Il successivo comma 7 dell’art. 15 sopra citato dispone, inoltre, il diritto del dipendente ad altri permessi retribuiti previsti da specifiche disposizioni di legge.

Ne consegue che il dipendente della scuola portatore di handicap in situazione di gravità potrà usufruire alternativamente dei tre giorni di permesso retribuito, oppure, come sancito dall’art. 33, comma 6 della legge n. 104 del 1992, di due ore di permesso orario giornaliero retribuite.

Tali ore, essendo equiparate a quelle per l’allattamento dalle circolari INPDAP n. 49 del 2000 e n. 33 del 2002  e dalla circolare INPS n. 139 del 2002, ne prevedono analoga distribuzione: due ore al giorno per un orario lavorativo giornaliero pari o superiore alle sei ore, una ora al giorno per un orario inferiore alle sei ore.

Pertanto, le ore in riduzione le dovete distribuire e calcolare come se la la docente fosse in riduzione oraria per allattamento. Quindi non esiste un orario massimo mensile o settimanale ma il tutto deve essere rapportato ESCLUSIVAMENTE all’orario giornaliero di lavoro.

Di seguito le precisazioni sul caso.

Di norma gli insegnanti della scuola primaria hanno diritto a fruire ad un riposo di un’ora al giorno in quanto l’orario di insegnamento giornaliero è al di sotto delle 6 ore.

In ogni caso il criterio da applicare è sempre lo stesso:

Il permesso è subordinato esclusivamente all’orario di lavoro giornaliero contrattualmente stabilito e non settimanale e le ore di riposo devono essere così ripartite:

Se la giornata di lavoro è pari o superiore a 6 ore il riposo sarà di 2 ore (anche cumulabili);

Se la giornata di lavoro è inferiore a 6 ore il riposo è di 1 ora.

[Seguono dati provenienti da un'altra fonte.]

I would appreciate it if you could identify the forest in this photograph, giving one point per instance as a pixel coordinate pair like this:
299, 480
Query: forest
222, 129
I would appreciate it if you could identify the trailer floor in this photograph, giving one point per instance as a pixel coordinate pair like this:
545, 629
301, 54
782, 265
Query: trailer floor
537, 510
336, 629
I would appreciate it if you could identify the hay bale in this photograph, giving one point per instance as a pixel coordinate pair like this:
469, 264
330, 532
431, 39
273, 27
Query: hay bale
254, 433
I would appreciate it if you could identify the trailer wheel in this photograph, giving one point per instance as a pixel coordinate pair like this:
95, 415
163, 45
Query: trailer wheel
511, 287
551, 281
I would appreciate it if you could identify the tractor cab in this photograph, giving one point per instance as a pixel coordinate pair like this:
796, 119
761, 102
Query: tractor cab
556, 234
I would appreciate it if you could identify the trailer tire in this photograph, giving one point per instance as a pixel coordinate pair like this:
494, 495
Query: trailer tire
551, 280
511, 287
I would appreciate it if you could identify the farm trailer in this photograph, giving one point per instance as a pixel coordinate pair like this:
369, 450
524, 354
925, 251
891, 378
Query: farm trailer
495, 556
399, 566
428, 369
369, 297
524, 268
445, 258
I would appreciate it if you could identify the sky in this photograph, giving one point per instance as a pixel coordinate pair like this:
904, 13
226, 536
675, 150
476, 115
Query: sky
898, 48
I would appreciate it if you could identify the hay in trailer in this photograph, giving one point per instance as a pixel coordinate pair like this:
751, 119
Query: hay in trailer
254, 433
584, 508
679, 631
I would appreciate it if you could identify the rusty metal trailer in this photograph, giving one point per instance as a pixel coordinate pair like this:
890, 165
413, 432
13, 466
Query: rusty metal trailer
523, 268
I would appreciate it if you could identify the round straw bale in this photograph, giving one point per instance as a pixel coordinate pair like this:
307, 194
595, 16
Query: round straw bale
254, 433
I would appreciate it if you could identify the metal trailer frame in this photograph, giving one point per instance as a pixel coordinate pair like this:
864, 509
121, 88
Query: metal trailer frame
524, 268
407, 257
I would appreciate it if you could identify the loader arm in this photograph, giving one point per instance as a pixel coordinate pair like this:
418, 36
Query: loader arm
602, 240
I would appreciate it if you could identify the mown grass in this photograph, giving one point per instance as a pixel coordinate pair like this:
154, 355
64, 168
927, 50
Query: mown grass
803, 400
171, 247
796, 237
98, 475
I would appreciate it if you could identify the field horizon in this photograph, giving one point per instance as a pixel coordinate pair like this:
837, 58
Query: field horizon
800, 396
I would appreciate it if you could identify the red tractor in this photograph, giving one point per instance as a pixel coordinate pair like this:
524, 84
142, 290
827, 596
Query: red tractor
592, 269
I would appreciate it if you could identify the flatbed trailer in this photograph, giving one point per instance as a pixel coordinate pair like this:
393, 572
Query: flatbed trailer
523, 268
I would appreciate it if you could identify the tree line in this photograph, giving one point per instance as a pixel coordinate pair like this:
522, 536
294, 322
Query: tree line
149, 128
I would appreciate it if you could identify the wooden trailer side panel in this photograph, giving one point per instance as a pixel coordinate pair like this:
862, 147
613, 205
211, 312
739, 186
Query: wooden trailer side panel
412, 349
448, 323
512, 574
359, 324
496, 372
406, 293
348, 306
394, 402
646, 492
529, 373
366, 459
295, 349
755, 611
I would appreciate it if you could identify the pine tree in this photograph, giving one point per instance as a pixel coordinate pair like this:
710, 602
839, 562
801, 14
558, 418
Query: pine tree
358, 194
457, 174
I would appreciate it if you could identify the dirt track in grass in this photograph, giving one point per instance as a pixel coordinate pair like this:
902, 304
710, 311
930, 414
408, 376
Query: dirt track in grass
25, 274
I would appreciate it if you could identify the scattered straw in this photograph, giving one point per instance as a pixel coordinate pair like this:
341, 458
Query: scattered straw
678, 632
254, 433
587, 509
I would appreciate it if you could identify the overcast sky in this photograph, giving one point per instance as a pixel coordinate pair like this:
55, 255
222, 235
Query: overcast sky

Nel caso in cui il docente, pur prestando in media servizio per meno di 6 ore al giorno, di fatto in alcuni giorni presti servizio per 6 ore o più (es. consigli di classe, collegio docenti o altra attività inerente le attività funzionali all’insegnamento che si “cumula” all’orario di lavoro per quella  determinata  giornata), per tale giorno avrà diritto a 2 ore di riposo.

L’art. 28/5 del Contratto Scuola afferma: Nell’ambito del calendario scolastico delle lezioni definito a livello regionale, l’attività di insegnamento si svolge in […] 22 ore settimanali nella scuola elementare […] Alle 22 ore settimanali di insegnamento stabilite per gli insegnanti elementari, vanno aggiunte 2 ore da dedicare, anche in modo flessibile e su base plurisettimanale, alla programmazione didattica da attuarsi in incontri collegiali dei docenti interessati, in tempi non coincidenti con l’orario delle lezioni.

Pertanto, le 2 ore in “più” sono considerate comunque attività d’insegnamento con la conseguenza che la riduzione di orario per i riposi giornalieri deve essere effettuata considerando sempre l’orario giornaliero del dipendente tenendo presente le 24 ore complessive (quindi tutte le ore compresi i giorni in cui c’è “programmazione didattica”).